Prince Charles unveils UK's first Women's Land Army memorial

The Prince of Wales has unveiled a memorial which is said to be the first in the UK to honour the Women's Land Army.

The memorial will mark the contribution made by the Land Girls who helped to feed the nation by working on the country's farms during the Second World War.

The memorial, on the Fochabers Estate in Moray, was built following a three-year fundraising campaign to raise the £47,000 needed.

Prince Charles, who is known as the Duke of Rothesay in Scotland, met some surviving Land Girls and Peter Naylor, the artist who created the memorial sculpture when he visited on Tuesday.

He paid tribute to the "truly remarkable" work of the women who helped to feed the nation by working on the country's farms during the Second World War.

The creation of the memorial was steered by former National Farmers Union Scotland president Jim McLaren, whose mother Katherine was a Land Girl.

He recognised there was no permanent tribute to the WLA in the UK, though one is now also being planned for the National Arboretum in Staffordshire.
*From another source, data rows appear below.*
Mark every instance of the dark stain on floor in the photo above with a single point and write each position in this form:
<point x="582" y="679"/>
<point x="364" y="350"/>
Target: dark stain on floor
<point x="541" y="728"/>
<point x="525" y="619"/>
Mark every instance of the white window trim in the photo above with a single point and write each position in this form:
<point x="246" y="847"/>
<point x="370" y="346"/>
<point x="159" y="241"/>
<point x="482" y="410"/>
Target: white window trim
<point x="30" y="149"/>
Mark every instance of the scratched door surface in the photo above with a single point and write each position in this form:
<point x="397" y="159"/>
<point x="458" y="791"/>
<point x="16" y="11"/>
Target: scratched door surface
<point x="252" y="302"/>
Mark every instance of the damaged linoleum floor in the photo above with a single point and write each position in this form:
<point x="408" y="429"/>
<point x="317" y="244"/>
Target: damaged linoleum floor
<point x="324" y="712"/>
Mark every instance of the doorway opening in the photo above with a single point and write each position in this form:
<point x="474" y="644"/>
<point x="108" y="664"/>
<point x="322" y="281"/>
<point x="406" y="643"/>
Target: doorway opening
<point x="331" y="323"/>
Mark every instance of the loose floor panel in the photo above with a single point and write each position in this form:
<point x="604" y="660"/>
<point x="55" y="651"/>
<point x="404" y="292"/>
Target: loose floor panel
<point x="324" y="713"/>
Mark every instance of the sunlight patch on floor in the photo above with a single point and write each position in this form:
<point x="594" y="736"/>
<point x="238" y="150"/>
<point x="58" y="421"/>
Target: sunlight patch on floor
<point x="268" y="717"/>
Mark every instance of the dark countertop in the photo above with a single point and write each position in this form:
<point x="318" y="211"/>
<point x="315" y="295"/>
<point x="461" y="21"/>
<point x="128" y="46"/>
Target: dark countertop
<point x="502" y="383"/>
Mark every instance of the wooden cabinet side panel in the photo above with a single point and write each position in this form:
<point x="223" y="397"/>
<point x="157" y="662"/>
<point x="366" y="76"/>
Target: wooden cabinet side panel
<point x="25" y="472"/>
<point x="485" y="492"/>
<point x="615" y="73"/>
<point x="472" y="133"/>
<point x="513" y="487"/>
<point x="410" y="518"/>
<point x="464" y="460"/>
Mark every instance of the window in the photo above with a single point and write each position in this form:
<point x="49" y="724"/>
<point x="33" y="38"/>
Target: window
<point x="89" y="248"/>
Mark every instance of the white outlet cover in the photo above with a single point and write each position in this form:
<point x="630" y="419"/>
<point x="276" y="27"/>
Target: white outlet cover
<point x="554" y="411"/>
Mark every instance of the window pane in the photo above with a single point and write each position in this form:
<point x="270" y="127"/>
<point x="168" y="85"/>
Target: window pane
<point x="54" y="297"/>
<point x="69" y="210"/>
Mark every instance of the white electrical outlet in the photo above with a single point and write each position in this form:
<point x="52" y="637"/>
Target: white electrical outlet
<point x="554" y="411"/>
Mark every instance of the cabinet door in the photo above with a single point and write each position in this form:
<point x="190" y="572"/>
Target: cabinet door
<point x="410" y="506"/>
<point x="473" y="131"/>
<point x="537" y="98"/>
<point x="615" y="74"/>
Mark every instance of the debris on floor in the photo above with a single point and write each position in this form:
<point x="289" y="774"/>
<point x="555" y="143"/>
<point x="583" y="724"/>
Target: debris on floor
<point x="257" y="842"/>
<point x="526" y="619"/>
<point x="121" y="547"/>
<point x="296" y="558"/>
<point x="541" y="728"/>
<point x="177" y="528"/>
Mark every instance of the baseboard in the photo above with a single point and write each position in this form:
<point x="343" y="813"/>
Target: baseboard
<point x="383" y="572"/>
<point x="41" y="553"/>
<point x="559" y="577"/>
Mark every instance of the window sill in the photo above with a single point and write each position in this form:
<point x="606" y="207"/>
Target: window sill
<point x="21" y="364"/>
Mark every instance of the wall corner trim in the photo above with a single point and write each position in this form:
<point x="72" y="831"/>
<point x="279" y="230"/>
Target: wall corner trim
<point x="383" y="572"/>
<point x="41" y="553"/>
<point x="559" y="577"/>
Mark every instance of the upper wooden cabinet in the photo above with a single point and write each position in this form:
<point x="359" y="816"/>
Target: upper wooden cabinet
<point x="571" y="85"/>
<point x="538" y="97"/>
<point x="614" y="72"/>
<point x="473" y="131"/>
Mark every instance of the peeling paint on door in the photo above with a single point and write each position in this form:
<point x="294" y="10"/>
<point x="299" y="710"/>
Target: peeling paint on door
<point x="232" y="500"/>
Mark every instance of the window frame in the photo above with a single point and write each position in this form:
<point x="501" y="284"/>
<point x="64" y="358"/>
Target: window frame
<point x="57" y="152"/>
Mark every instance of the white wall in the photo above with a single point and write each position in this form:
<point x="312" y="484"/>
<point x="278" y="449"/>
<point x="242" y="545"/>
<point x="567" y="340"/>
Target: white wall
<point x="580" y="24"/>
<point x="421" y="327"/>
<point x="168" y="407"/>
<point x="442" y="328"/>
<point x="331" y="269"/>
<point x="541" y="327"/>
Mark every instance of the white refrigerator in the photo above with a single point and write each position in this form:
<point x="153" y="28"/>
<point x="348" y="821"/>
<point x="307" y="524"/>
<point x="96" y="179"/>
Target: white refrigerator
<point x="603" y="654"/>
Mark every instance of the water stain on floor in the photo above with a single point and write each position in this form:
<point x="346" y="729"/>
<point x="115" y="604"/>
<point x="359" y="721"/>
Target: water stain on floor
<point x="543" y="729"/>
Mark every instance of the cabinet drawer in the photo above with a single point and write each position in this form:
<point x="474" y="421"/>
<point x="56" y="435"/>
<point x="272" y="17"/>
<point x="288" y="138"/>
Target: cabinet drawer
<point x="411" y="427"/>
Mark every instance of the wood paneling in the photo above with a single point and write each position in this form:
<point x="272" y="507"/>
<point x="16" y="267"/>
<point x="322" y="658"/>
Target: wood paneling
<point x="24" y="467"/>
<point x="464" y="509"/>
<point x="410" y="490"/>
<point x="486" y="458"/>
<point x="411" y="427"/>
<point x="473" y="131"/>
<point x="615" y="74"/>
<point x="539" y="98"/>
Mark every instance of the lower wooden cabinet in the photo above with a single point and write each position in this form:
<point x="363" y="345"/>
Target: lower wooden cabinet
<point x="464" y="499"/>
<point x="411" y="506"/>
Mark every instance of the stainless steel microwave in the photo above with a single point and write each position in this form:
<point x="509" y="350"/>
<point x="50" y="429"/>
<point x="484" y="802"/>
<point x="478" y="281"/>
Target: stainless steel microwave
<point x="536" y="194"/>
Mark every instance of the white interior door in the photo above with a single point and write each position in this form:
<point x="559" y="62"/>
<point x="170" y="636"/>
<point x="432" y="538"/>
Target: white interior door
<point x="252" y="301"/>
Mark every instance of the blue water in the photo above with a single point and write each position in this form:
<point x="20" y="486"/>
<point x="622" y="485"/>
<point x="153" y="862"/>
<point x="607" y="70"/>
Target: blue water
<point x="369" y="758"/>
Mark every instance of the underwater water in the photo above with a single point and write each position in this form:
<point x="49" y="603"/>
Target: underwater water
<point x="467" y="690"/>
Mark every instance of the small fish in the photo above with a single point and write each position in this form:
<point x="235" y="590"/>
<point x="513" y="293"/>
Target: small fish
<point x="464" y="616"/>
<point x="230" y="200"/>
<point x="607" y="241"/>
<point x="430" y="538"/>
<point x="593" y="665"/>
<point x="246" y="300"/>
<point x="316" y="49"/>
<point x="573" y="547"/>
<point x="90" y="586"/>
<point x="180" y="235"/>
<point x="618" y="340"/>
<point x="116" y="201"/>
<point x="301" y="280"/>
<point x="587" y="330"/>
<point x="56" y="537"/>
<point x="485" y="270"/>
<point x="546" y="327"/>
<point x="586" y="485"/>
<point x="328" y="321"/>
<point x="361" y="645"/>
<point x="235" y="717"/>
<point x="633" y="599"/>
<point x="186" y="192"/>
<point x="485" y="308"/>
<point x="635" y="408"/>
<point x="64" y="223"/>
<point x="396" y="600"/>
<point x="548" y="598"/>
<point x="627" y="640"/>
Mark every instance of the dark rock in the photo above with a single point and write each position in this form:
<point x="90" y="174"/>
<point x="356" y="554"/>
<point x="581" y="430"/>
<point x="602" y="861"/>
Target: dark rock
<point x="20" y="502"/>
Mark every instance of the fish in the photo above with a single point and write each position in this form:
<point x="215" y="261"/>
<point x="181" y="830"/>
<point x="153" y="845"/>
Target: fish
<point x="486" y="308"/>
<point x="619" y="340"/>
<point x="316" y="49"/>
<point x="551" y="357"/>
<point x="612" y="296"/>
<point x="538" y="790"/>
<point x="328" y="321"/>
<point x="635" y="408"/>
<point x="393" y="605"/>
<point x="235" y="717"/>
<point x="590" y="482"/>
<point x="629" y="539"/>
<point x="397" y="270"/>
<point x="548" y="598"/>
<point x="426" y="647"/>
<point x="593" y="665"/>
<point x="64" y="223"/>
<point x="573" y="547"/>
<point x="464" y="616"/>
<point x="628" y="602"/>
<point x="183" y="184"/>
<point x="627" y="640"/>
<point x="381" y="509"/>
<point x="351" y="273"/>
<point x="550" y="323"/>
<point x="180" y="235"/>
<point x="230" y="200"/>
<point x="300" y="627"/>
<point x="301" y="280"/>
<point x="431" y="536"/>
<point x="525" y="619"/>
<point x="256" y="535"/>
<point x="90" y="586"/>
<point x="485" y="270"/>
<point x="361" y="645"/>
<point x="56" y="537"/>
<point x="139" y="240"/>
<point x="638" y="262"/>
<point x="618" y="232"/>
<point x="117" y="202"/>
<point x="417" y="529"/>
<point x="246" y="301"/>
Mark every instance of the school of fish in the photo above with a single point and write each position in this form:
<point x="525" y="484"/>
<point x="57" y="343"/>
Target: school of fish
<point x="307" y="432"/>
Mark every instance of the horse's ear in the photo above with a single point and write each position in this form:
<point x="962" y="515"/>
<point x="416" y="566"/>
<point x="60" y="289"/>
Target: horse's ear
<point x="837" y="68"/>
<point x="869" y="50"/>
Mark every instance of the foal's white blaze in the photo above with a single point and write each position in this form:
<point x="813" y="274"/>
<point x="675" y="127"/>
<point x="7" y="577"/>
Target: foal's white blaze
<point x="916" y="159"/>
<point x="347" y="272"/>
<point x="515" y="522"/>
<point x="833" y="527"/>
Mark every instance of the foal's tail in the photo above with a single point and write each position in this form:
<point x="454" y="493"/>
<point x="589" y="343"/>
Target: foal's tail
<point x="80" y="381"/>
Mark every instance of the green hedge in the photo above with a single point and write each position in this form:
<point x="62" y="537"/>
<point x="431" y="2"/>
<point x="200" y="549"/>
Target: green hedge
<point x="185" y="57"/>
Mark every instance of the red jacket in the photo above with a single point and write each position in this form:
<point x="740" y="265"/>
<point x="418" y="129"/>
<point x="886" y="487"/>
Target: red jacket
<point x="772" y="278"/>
Prince Charles said: "It gives me enormous pride to be able to join you on this exposed hilltop to pay a small tribute of my own to all the remarkable Land Girls who did so much during the years when the country was under threat."

Their contribution was "truly remarkable", said Charles, who wore traditional Highland dress.

"There are still several hundred Land Girls left, the only problem is that it's taken nearly 70 years or something in order to ensure there was a memorial," he added.

The Prince said an "enormous debt of gratitude" was owed to Mr McLaren

The WLA was established in 1917 by the UK Board of Agriculture, which drafted in 20,000 women to work on the land.

During the Second World War the Ministry of Agriculture and Fisheries took over the organisation of the WLA.

At its peak there were more than 80,000 members, who were sent to farms where they were involved in everything from milking, lambing and shearing to planting, harvesting and operating machinery.